Number 2: Ridley Scott's Alien
How many more times can I say it? This is without question my favorite movie and the chestburster scene is why. The crew of the Nostromo is woken from cryosleep early to check on an alien transmission. What they find are eggs....LOTS of them and they contain an extremely hostile creature, one of which latches itself onto Kane's (John Hurt) face and eventually comes exploding out of his chest while they eat one final meal before returning to cryosleep. I jumped as much, if not more than the people on the screen and I don't scare. This movie got to me and I can't thank them enough for it.

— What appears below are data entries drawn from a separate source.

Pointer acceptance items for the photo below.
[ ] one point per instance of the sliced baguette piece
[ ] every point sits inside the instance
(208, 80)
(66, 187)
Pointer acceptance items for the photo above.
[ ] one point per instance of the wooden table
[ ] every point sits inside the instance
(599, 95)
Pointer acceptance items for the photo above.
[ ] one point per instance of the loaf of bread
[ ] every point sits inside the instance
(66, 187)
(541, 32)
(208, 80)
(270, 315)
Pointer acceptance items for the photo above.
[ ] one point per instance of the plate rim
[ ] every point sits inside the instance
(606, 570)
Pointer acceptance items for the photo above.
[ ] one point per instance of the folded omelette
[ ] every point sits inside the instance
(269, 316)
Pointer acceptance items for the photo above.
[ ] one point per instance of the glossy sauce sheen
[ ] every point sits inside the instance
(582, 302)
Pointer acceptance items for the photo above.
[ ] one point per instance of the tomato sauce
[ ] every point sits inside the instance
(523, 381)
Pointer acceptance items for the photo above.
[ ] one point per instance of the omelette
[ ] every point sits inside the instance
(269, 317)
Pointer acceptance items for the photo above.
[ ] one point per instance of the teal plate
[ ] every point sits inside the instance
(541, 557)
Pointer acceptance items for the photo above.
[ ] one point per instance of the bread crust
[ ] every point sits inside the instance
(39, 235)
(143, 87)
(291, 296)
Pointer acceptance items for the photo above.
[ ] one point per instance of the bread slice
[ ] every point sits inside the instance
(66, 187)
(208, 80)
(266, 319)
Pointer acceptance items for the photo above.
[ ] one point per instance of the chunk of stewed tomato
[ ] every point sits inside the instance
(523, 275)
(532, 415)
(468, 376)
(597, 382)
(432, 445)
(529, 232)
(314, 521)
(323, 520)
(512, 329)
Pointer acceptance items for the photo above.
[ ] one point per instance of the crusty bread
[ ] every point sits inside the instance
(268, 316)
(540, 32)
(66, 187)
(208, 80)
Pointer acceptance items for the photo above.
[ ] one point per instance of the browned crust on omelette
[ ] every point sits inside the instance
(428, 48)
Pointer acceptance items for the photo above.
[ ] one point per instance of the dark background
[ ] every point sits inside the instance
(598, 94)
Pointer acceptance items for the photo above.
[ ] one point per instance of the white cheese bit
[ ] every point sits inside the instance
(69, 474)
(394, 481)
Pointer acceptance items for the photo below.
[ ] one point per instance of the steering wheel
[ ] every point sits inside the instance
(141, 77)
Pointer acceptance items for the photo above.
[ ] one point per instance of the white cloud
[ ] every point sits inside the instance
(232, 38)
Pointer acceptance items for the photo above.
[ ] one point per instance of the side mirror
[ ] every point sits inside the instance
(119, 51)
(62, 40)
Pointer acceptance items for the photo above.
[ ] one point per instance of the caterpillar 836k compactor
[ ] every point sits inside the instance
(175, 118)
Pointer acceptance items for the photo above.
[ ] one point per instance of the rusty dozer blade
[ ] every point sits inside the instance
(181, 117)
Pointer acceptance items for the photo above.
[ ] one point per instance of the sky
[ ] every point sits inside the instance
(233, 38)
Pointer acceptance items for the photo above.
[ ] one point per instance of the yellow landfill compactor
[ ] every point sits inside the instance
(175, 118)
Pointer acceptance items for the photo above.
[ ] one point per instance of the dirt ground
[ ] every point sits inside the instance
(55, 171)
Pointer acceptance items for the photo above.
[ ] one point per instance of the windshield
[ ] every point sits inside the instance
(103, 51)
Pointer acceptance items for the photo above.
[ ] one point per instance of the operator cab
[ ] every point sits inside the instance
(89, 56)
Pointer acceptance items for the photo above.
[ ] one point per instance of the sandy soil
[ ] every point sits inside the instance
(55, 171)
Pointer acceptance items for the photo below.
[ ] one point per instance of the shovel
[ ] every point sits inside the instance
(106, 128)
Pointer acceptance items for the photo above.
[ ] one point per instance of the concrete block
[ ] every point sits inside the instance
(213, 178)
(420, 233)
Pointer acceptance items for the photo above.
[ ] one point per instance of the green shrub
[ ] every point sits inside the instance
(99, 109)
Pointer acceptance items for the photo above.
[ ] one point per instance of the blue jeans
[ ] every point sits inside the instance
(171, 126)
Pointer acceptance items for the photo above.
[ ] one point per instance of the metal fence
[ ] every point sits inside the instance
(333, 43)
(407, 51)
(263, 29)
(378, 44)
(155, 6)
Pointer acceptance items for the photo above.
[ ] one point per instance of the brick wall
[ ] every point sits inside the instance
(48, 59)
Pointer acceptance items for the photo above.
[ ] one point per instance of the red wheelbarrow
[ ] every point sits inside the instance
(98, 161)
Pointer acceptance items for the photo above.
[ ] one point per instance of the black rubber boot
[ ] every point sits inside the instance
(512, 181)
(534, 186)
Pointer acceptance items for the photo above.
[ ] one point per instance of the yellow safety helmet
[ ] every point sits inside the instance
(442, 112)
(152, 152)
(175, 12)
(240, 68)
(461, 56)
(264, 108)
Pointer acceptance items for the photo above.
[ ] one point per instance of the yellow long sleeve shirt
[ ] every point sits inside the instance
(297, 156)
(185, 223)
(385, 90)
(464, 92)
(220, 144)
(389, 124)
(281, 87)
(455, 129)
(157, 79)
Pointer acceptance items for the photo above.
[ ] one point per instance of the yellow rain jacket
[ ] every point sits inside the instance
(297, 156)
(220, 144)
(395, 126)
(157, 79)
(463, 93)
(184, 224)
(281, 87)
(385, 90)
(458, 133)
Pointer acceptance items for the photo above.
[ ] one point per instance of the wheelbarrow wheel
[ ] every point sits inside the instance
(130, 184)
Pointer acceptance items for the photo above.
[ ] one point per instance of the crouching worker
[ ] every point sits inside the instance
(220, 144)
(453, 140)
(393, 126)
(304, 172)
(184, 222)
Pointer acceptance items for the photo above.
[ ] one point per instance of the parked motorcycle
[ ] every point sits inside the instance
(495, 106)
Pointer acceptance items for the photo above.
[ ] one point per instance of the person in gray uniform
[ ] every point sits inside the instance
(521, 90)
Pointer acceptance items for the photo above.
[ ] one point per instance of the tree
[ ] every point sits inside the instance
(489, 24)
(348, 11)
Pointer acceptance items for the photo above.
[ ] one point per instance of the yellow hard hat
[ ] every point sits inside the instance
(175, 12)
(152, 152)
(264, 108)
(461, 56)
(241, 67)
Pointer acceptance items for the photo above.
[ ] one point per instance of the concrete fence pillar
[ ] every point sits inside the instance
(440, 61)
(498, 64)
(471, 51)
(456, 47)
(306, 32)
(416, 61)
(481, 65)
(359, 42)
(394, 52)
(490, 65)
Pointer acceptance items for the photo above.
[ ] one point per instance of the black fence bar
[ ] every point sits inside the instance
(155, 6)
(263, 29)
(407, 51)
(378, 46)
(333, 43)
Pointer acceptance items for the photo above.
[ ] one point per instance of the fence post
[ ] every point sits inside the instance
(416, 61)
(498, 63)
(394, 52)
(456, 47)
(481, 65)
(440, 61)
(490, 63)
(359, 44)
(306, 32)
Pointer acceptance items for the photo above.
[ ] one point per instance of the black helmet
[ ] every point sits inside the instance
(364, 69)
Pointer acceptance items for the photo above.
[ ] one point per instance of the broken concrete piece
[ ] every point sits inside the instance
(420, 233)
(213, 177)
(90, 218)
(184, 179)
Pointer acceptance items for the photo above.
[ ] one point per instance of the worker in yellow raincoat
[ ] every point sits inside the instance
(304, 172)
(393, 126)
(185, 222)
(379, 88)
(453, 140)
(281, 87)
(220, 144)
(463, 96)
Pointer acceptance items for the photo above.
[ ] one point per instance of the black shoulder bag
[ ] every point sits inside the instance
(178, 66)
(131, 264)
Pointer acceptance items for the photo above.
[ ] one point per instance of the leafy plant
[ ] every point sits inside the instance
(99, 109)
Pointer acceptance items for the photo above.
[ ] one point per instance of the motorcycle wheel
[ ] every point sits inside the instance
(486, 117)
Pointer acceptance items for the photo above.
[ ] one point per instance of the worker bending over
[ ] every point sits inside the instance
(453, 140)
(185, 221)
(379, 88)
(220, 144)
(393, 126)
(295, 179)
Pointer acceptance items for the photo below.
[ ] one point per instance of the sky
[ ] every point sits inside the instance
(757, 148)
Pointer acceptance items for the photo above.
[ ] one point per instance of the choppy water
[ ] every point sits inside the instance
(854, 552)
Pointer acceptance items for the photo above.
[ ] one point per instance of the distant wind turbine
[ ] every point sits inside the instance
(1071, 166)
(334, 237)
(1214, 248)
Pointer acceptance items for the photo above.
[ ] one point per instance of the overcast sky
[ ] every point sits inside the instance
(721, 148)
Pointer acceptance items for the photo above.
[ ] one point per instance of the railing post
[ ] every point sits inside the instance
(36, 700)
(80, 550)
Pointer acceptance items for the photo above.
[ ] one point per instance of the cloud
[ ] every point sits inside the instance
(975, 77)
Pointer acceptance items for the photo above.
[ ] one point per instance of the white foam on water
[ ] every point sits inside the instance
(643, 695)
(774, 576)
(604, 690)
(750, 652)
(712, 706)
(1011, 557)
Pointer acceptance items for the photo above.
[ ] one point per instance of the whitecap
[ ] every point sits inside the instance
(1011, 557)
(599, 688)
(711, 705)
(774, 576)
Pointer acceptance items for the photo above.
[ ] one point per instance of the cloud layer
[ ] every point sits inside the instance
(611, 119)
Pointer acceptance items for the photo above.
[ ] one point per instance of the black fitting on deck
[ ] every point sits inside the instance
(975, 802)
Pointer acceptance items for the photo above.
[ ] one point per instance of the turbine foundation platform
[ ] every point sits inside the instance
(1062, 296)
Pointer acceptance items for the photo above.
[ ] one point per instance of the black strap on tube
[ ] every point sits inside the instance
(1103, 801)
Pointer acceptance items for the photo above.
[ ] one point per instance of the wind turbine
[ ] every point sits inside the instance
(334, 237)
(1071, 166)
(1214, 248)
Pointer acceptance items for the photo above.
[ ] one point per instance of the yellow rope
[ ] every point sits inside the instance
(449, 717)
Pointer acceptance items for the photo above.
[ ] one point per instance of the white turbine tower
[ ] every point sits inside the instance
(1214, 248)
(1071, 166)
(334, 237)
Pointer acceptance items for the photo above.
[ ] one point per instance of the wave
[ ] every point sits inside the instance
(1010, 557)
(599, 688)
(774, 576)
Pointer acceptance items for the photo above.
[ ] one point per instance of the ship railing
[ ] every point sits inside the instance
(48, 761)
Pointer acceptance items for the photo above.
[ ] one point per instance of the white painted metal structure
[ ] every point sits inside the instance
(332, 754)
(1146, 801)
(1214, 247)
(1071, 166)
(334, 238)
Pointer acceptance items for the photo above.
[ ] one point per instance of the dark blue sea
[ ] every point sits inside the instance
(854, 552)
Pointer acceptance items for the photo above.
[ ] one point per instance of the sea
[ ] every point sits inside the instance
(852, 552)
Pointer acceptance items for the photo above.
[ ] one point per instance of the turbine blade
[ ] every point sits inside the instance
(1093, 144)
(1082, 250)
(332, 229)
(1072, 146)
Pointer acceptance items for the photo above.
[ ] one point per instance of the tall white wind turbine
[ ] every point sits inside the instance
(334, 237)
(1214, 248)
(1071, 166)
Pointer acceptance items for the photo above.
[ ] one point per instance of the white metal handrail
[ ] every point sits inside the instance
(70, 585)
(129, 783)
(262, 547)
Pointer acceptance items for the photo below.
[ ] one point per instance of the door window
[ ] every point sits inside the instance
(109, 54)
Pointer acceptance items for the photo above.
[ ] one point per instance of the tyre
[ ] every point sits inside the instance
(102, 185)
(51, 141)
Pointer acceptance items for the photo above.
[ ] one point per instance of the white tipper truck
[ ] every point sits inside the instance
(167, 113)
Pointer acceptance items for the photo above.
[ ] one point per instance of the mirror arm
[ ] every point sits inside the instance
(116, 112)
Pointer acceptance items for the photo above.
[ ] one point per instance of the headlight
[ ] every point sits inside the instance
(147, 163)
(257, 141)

Honorable mention: The Good, the Bad and the Ugly

There are two scenes that occur near the end of the film that are nothing short of genius heightened by the soaring music of Ennio Morricone. (If there is a better movie soundtrack out there I have yet to hear it.) Blondie (Clint Eastwood), Angel Eyes (the fantastic Lee Van Cleef) and Tuco (Eli Wallach) have all gone through hell on their way to Sad Hill Cemetery where a fortune has been hidden. Tuco and Angel Eyes know the name of the cemetery but where is it truly buried....Only Blondie knows. The scene where Blondie and Tuco arrive at Sad Hill is magnificent. The camera spins around at a manic pace as Tuco frantically looks for the grave of Bill Carson, where Blondie has told him the money is. To me though, the best is the finale when Blondie writes the name of the grave on a rock and the three of them step back and prepare to draw on each other.
Number 1: The Wild Bunch

"Let's go." With these two words one of the most brilliantly violent finales of all time is begun. The last remnants of an aging gang of criminals have hooked up with a buffoon of a general and his army of soldiers. Knowing the general will never let them leave his service alive and fed up with the way the world has moved forward without them, Pike Bishop (William Holden) gathers up brothers Lyle and Tector Gorch and best friend Dutch Engstrom (Ernest Borgnine) and marches off to the final confrontation with the general and his army. It's not the wholesale violence and slaughter that ensues but that determined march to a certain death that has always captivated me. Peckinpah certainly had lots of demons but the man had style and I respect the maverick director for doing it his way. People who have watched this movie with me could tell you how completely I zone out when this scene begins. You simply no longer exist in my world till it's over.
So there you have it. I know there were plenty more that I passed up and if you have a particular favorite let's hear about it. As I said before there is no right or wrong and these 10 are just mine.